Still, the state spent considerable time evaluating the proposal. Its documentation includes an 85-page research report assessing Mid-Columbia and Adventist.
About 80 miles east of Portland, Mid-Columbia has struggled financially for years, typically hovering at or below the break-even point on operations. Soaring costs and erratic revenues during the pandemic worsened the situation, leading to an operating loss at the hospital of $9.8 million in 2022, on top of a $3.6 million operating loss in 2021, according to hospital filings with the state.
The order specifies that under Adventist ownership, Mid-Columbia for 10 years must make “commercially reasonable efforts” to keep its current level of a variety of services, including general medical, maternity and surgical services; an emergency department; radiology services; an on-site pharmacy; obstetrics and gynecology; behavioral health and psychiatric services; and family medicine and primary care services.
The order outlines circumstances in which the hospital can apply to the health authority for an exemption from that requirement.
Also, citing public fears that Adventist might restrict pregnancy termination services, gender-affirming care and Death with Dignity Act services, the order requires Mid-Columbia to make “commercial reasonable efforts” to keep those services at current levels and discontinue them only if, for example, there is no longer a need for them, or other providers in the service territory are offering them.

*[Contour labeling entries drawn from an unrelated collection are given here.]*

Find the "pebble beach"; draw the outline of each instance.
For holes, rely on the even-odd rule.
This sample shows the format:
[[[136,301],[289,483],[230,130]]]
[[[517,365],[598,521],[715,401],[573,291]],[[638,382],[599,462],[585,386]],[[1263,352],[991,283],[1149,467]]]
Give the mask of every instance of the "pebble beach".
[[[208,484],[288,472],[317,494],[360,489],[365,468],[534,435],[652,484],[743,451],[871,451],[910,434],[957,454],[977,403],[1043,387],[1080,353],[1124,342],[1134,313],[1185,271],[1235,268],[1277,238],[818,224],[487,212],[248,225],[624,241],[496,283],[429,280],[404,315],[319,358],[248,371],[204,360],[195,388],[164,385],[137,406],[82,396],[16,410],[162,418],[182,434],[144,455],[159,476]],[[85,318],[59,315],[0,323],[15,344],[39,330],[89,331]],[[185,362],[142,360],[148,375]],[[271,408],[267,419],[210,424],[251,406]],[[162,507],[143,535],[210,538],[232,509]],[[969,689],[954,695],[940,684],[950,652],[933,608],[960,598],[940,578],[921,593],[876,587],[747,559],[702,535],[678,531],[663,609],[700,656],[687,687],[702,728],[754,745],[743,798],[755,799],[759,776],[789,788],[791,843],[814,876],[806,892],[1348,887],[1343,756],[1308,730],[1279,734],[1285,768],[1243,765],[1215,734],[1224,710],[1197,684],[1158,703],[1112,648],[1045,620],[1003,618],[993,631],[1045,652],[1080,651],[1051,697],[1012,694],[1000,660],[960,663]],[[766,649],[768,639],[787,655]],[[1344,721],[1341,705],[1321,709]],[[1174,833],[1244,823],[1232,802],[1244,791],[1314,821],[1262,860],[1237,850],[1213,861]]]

A Mid-Columbia spokesperson declined to explain to The Lund Report the types of these services the hospital currently provides. However, the health authority report found that few of these services are currently provided at the hospital and most are instead provided at clinic settings separate from the hospital, although providers who also work at the hospital might perform them.
The state’s review found that Mid-Columbia in 2019-2021, “did not deliver any inpatient services where gender dysphoria was the primary diagnosis.” Gender dysphoria is distress or unease related to a mismatch between a person’s gender identity and sex assigned at birth. For 2018-2020, around 80 patients received care from specialty care from Mid-Columbia providers related to gender dysphoria, the report said.
“Most induced abortions are provided in clinic settings, rather than hospital settings, and (Mid-Columbia) facilities perform very few induced abortions,” the state report also said. “Fewer than 10 (abortions) were performed by (Mid-Columbia) providers in the 2018-2020 time period.”
As for legal assisted suicide, it is unclear whether Mid-Columbia or any of its providers have been involved in that service.
Adventist over 10 years would spend $100 million on Mid-Columbia, mostly on capital needs such as equipment and construction, according to the order.
Under the deal, Adventist would assume all of Mid-Columbia’s debts as well as its assets, which consist mainly of its buildings and an investment portfolio most recently valued at $19 million.
Despite running operating losses in recent months, Adventist is financially strong. It has a net worth – all assets minus all liabilities – of $2.5 billion, including an investment portfolio of $1.8 billion, according to its latest financial report. The system has been eager to use its wealth in order to expand.